VeLoRA represents a significant step forward in addressing the memory bottlenecks associated with training large-scale LLMs. By compressing intermediate activations into a fixed low-dimensional space, VeLoRA offers a practical solution that enhances memory efficiency while maintaining model performance. This method's ability to integrate seamlessly with other PEFT techniques and its broad applicability across various model sizes and tasks underscore its potential to become a standard approach in the efficient training of neural networks.

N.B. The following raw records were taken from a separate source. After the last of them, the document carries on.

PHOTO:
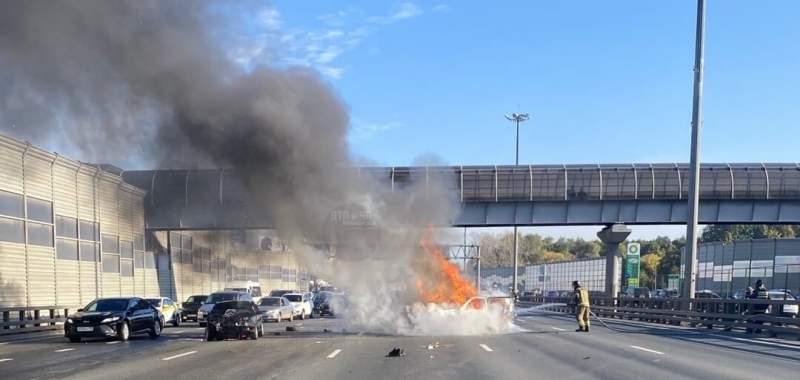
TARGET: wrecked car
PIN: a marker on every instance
(234, 320)
(491, 304)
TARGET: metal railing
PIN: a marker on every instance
(512, 183)
(32, 319)
(728, 314)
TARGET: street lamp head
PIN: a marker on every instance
(518, 117)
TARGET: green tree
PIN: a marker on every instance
(728, 233)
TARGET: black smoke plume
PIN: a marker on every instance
(149, 81)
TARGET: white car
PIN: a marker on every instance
(276, 309)
(303, 304)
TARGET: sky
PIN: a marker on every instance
(603, 81)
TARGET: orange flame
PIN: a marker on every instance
(438, 280)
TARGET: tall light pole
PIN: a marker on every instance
(694, 164)
(516, 118)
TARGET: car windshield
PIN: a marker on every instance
(294, 297)
(270, 302)
(197, 299)
(238, 305)
(156, 302)
(108, 305)
(219, 297)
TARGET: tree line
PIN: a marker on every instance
(659, 257)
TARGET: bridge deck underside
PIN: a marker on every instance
(509, 195)
(489, 214)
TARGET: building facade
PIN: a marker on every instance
(726, 268)
(71, 232)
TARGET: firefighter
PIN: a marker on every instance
(581, 300)
(759, 293)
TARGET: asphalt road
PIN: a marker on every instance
(549, 350)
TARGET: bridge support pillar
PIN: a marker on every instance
(612, 236)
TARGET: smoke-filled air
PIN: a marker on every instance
(150, 83)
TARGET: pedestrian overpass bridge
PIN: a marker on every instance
(521, 195)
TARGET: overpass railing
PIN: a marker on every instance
(510, 183)
(728, 314)
(17, 320)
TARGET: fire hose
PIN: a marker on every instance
(738, 322)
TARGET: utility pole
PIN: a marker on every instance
(694, 163)
(516, 118)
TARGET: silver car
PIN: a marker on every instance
(276, 309)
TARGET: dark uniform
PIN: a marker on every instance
(760, 293)
(581, 306)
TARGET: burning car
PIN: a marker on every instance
(234, 320)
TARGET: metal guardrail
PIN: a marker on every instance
(727, 314)
(18, 320)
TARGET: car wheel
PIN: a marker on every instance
(155, 331)
(123, 332)
(208, 335)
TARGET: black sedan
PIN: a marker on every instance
(114, 317)
(234, 320)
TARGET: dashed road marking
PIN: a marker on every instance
(333, 354)
(180, 355)
(648, 350)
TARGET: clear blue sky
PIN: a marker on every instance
(603, 81)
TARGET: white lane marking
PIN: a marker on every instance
(333, 354)
(32, 340)
(648, 350)
(180, 355)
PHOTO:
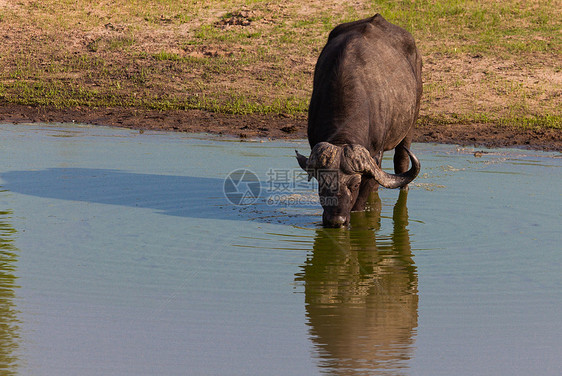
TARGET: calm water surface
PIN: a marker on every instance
(121, 255)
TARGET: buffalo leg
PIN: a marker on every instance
(368, 185)
(401, 158)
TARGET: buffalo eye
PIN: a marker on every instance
(354, 185)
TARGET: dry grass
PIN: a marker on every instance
(494, 61)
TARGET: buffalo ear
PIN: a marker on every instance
(302, 160)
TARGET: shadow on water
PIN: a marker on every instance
(361, 294)
(9, 325)
(183, 196)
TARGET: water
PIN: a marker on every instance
(121, 255)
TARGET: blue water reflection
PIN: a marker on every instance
(120, 254)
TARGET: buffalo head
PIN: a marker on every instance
(340, 170)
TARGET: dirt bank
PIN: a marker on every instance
(278, 127)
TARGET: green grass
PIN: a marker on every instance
(485, 61)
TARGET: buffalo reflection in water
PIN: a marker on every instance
(361, 294)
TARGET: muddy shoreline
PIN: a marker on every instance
(272, 126)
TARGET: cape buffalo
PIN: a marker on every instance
(365, 100)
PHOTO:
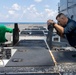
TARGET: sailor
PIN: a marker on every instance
(65, 27)
(3, 30)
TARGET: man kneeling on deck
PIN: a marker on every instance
(66, 27)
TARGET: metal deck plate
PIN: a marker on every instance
(31, 57)
(65, 56)
(31, 43)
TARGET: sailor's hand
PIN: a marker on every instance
(50, 22)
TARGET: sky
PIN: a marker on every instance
(28, 10)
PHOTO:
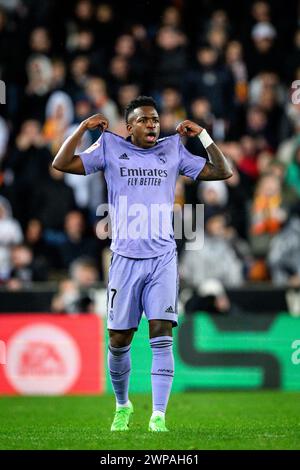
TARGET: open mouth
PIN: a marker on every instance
(151, 137)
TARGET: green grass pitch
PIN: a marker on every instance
(206, 420)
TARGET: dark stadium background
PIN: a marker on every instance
(239, 323)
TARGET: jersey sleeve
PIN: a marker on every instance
(189, 164)
(93, 158)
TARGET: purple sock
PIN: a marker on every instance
(162, 372)
(119, 365)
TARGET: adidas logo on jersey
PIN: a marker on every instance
(169, 310)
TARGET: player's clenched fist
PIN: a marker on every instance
(97, 120)
(189, 128)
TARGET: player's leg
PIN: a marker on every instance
(123, 315)
(162, 371)
(119, 365)
(160, 305)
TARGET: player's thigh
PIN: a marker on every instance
(161, 292)
(124, 306)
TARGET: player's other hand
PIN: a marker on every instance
(189, 128)
(95, 121)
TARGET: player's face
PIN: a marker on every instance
(144, 126)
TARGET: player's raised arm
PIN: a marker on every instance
(65, 160)
(218, 167)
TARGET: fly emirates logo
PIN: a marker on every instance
(143, 176)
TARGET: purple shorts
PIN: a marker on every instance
(142, 285)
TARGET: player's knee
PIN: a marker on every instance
(120, 339)
(160, 328)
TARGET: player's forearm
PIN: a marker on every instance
(65, 155)
(219, 161)
(218, 167)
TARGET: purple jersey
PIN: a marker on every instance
(141, 189)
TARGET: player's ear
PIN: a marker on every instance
(129, 128)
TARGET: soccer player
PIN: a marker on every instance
(143, 273)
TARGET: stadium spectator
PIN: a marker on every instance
(199, 265)
(10, 234)
(77, 242)
(267, 214)
(25, 268)
(284, 255)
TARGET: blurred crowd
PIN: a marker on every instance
(230, 71)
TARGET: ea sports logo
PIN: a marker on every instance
(42, 359)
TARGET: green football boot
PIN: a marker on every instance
(122, 417)
(157, 424)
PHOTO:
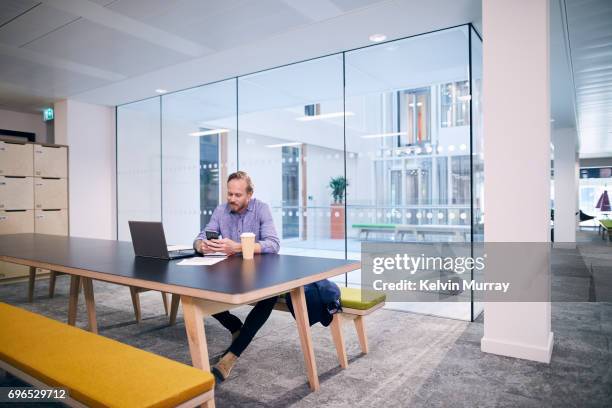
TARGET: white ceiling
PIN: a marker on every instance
(589, 26)
(115, 51)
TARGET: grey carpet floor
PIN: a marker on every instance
(415, 360)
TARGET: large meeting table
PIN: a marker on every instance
(203, 290)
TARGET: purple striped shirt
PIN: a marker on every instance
(256, 219)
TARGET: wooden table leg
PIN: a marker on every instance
(136, 303)
(31, 283)
(298, 299)
(174, 308)
(91, 305)
(52, 278)
(336, 329)
(165, 301)
(194, 325)
(75, 285)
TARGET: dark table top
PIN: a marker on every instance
(232, 276)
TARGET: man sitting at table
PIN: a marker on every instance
(241, 213)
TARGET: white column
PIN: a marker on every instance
(89, 132)
(516, 105)
(566, 186)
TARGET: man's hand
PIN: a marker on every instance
(202, 247)
(224, 245)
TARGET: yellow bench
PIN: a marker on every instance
(96, 371)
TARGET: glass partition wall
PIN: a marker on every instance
(363, 145)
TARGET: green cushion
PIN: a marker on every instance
(606, 223)
(360, 299)
(380, 226)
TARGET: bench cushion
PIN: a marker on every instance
(97, 371)
(360, 299)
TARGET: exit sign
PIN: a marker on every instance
(48, 114)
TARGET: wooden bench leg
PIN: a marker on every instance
(91, 305)
(361, 334)
(31, 282)
(194, 325)
(298, 299)
(136, 303)
(52, 283)
(75, 285)
(165, 301)
(336, 329)
(176, 299)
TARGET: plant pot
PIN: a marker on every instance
(337, 221)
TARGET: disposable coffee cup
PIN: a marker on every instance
(247, 239)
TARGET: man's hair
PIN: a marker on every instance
(242, 175)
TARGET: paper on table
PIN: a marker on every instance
(200, 261)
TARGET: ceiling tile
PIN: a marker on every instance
(32, 25)
(9, 9)
(45, 80)
(91, 44)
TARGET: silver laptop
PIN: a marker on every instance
(149, 240)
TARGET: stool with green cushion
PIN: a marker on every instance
(358, 303)
(96, 371)
(367, 228)
(604, 227)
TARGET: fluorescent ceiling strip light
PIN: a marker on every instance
(382, 135)
(285, 144)
(324, 116)
(209, 132)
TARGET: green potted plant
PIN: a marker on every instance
(338, 187)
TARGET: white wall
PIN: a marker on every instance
(138, 164)
(89, 131)
(517, 169)
(24, 122)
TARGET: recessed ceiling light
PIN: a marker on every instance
(324, 116)
(209, 132)
(378, 37)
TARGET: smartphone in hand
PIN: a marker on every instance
(212, 235)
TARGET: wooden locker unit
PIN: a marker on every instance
(16, 192)
(33, 194)
(54, 222)
(16, 221)
(50, 161)
(16, 159)
(50, 193)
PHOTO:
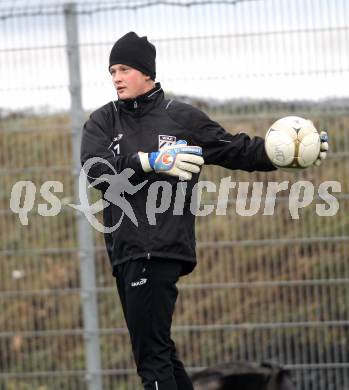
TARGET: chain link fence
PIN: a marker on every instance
(267, 287)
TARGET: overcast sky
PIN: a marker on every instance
(284, 49)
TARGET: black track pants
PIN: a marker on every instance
(148, 293)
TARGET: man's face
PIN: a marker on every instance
(129, 82)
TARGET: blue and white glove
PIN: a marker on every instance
(178, 160)
(323, 148)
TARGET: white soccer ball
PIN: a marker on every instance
(292, 142)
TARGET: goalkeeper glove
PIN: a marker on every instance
(323, 148)
(178, 160)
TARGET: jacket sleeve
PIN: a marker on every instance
(237, 151)
(96, 141)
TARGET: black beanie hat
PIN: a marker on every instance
(136, 52)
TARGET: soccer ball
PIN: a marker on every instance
(292, 142)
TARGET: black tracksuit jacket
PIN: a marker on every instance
(144, 124)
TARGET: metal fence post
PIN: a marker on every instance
(85, 234)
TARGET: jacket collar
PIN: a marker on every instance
(143, 103)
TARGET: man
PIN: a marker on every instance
(160, 140)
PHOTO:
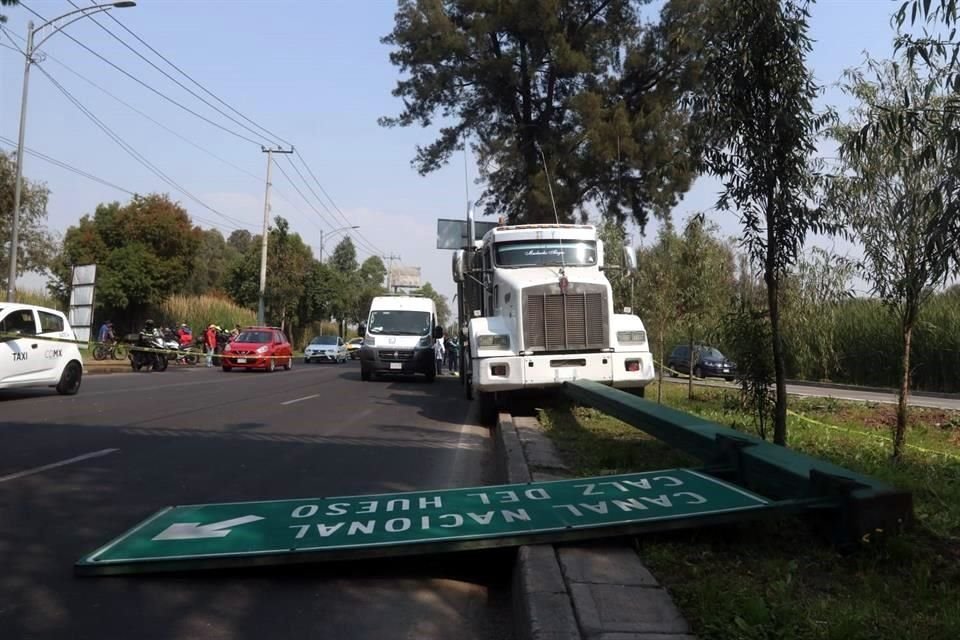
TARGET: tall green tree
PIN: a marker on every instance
(759, 128)
(704, 284)
(35, 245)
(440, 300)
(289, 262)
(144, 251)
(212, 263)
(657, 295)
(344, 257)
(911, 241)
(240, 240)
(586, 87)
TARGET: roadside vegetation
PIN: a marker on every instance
(779, 579)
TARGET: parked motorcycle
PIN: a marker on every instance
(147, 351)
(180, 353)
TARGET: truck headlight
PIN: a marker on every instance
(500, 342)
(632, 337)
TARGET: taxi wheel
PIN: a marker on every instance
(70, 379)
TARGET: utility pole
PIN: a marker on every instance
(390, 258)
(75, 15)
(266, 223)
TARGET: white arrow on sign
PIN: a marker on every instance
(195, 530)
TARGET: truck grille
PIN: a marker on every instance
(565, 322)
(395, 355)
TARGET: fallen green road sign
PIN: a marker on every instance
(305, 530)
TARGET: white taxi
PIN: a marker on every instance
(38, 349)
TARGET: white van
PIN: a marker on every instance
(38, 349)
(399, 337)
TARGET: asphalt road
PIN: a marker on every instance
(200, 435)
(858, 395)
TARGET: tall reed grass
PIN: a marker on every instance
(198, 312)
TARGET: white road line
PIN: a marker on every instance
(316, 395)
(54, 465)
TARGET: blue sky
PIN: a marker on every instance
(313, 72)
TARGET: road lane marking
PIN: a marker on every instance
(316, 395)
(54, 465)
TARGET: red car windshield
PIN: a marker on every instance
(258, 337)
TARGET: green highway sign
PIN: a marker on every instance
(301, 530)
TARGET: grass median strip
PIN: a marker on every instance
(777, 579)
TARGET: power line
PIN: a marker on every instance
(191, 79)
(166, 128)
(133, 152)
(147, 86)
(360, 237)
(64, 165)
(167, 75)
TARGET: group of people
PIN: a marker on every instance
(212, 340)
(447, 351)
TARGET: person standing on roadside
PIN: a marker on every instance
(210, 343)
(438, 353)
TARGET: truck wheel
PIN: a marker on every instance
(488, 408)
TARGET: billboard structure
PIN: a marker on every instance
(82, 285)
(404, 278)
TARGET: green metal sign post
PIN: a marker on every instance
(305, 530)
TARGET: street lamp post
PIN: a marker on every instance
(330, 234)
(31, 47)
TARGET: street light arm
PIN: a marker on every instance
(83, 11)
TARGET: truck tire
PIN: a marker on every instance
(488, 408)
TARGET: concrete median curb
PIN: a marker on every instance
(583, 592)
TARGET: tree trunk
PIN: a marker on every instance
(779, 363)
(900, 431)
(660, 381)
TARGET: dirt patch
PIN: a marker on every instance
(883, 417)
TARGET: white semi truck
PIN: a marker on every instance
(536, 310)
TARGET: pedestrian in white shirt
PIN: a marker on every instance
(438, 354)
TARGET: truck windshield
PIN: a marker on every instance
(538, 253)
(399, 323)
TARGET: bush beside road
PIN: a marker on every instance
(779, 580)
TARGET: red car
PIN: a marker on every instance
(258, 348)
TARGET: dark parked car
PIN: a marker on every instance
(707, 362)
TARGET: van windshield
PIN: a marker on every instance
(538, 253)
(399, 323)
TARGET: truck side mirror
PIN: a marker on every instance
(457, 265)
(629, 259)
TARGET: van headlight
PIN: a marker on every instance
(498, 341)
(632, 337)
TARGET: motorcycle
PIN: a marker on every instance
(148, 351)
(180, 353)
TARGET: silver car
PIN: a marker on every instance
(326, 349)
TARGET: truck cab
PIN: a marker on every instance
(537, 310)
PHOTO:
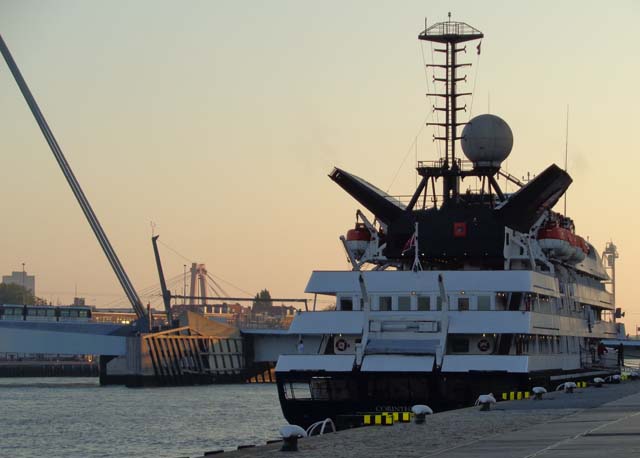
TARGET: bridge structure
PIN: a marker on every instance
(198, 351)
(190, 350)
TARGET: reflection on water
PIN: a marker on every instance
(75, 417)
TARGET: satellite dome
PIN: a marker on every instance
(487, 140)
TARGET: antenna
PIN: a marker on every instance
(450, 35)
(566, 155)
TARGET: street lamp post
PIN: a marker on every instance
(24, 291)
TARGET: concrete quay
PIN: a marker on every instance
(592, 422)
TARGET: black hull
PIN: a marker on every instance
(397, 392)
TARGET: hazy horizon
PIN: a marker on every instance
(219, 122)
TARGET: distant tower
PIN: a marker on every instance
(610, 254)
(450, 33)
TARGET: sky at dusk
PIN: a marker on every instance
(220, 120)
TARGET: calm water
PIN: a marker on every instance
(75, 417)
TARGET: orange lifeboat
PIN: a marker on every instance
(358, 239)
(555, 241)
(360, 232)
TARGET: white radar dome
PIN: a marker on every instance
(487, 140)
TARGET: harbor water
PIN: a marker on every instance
(76, 417)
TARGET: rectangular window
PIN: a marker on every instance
(463, 304)
(424, 303)
(484, 303)
(384, 303)
(297, 391)
(346, 303)
(404, 303)
(320, 388)
(459, 345)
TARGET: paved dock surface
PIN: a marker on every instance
(592, 422)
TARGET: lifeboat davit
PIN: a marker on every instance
(358, 240)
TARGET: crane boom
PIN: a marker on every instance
(109, 252)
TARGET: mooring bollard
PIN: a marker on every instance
(569, 387)
(485, 401)
(420, 411)
(290, 435)
(538, 392)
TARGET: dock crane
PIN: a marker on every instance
(116, 265)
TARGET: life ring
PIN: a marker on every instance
(484, 345)
(341, 345)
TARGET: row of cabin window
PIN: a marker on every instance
(419, 303)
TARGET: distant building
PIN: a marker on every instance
(22, 279)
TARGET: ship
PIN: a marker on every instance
(453, 293)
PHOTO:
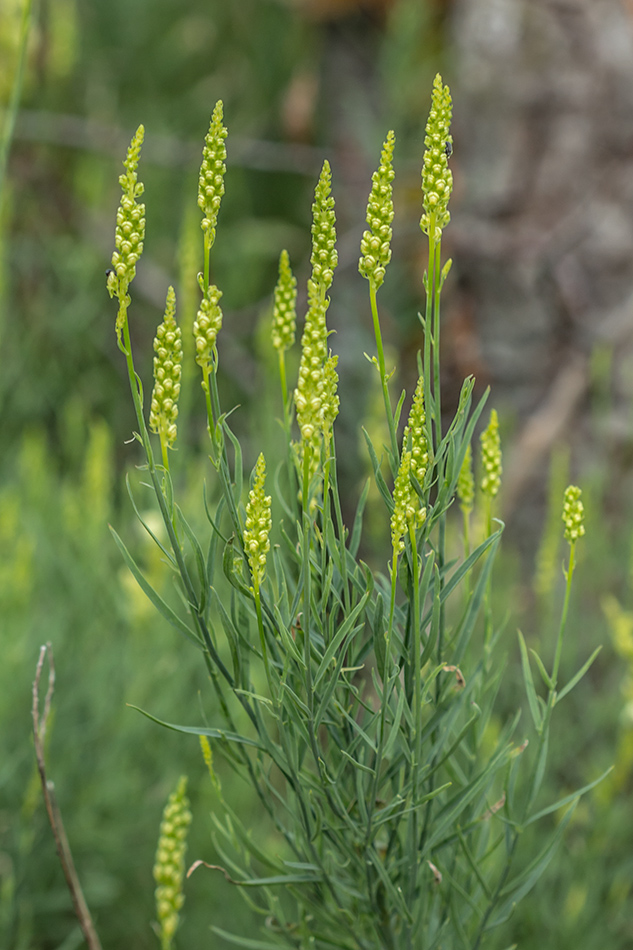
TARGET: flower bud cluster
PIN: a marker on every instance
(167, 373)
(573, 514)
(491, 457)
(207, 325)
(415, 434)
(324, 256)
(376, 243)
(437, 178)
(407, 511)
(212, 170)
(284, 313)
(258, 524)
(466, 482)
(170, 861)
(130, 223)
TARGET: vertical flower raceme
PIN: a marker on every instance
(284, 312)
(376, 242)
(311, 384)
(169, 866)
(212, 170)
(573, 514)
(415, 434)
(324, 257)
(407, 511)
(167, 372)
(437, 179)
(258, 524)
(466, 483)
(491, 457)
(130, 230)
(207, 325)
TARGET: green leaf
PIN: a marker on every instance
(346, 629)
(201, 730)
(163, 608)
(579, 675)
(529, 685)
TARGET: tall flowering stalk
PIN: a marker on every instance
(169, 866)
(167, 373)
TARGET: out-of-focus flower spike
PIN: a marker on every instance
(167, 373)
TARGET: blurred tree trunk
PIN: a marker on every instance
(543, 214)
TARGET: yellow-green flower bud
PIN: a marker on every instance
(437, 178)
(167, 372)
(466, 483)
(130, 223)
(211, 179)
(258, 524)
(376, 243)
(491, 457)
(573, 514)
(407, 511)
(169, 866)
(415, 434)
(284, 313)
(207, 325)
(324, 256)
(330, 401)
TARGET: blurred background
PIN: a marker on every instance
(539, 306)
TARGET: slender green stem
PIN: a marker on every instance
(16, 94)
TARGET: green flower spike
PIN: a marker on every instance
(415, 434)
(212, 170)
(310, 385)
(167, 372)
(169, 866)
(258, 524)
(284, 313)
(330, 402)
(207, 325)
(573, 514)
(324, 256)
(407, 509)
(376, 243)
(466, 483)
(491, 457)
(130, 230)
(437, 178)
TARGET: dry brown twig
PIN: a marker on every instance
(52, 808)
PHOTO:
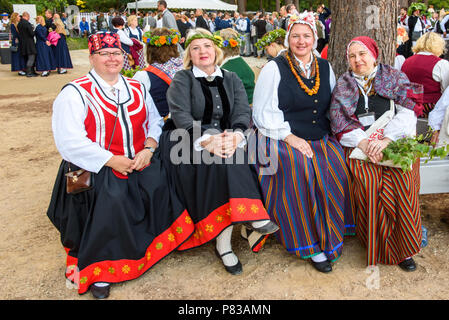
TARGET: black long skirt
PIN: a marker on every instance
(215, 195)
(119, 229)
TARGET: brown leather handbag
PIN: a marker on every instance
(79, 181)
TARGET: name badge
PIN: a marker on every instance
(367, 119)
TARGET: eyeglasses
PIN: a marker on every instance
(105, 54)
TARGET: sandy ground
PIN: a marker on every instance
(32, 260)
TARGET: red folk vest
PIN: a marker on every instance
(131, 125)
(418, 68)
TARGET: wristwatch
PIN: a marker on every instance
(151, 149)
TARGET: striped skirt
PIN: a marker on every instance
(427, 108)
(388, 214)
(309, 199)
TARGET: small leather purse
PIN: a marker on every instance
(79, 181)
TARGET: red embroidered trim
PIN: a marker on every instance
(123, 270)
(235, 211)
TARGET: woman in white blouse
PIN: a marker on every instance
(427, 68)
(308, 195)
(388, 215)
(125, 223)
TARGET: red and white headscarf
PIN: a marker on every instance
(368, 43)
(307, 18)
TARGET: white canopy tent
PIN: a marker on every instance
(185, 4)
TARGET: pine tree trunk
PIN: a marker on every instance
(373, 18)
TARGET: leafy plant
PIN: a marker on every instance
(405, 151)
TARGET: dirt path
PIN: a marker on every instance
(32, 259)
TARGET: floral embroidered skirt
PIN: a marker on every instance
(215, 195)
(119, 229)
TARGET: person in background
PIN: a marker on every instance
(387, 202)
(84, 28)
(233, 62)
(93, 25)
(27, 46)
(130, 219)
(17, 60)
(61, 50)
(168, 19)
(49, 23)
(45, 61)
(4, 22)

Limitations and Broader Impact

The applicability of VeLoRA beyond Transformer-based models remains to be explored, and although the method significantly alleviates memory constraints, it does not address the total training time. As VeLoRA facilitates access to high-quality research for institutions with limited resources, it simultaneously raises concerns about the misuse of advanced AI technologies. Ensuring responsible use and continued assessment of the socio-ethical impact remains crucial as the field progresses.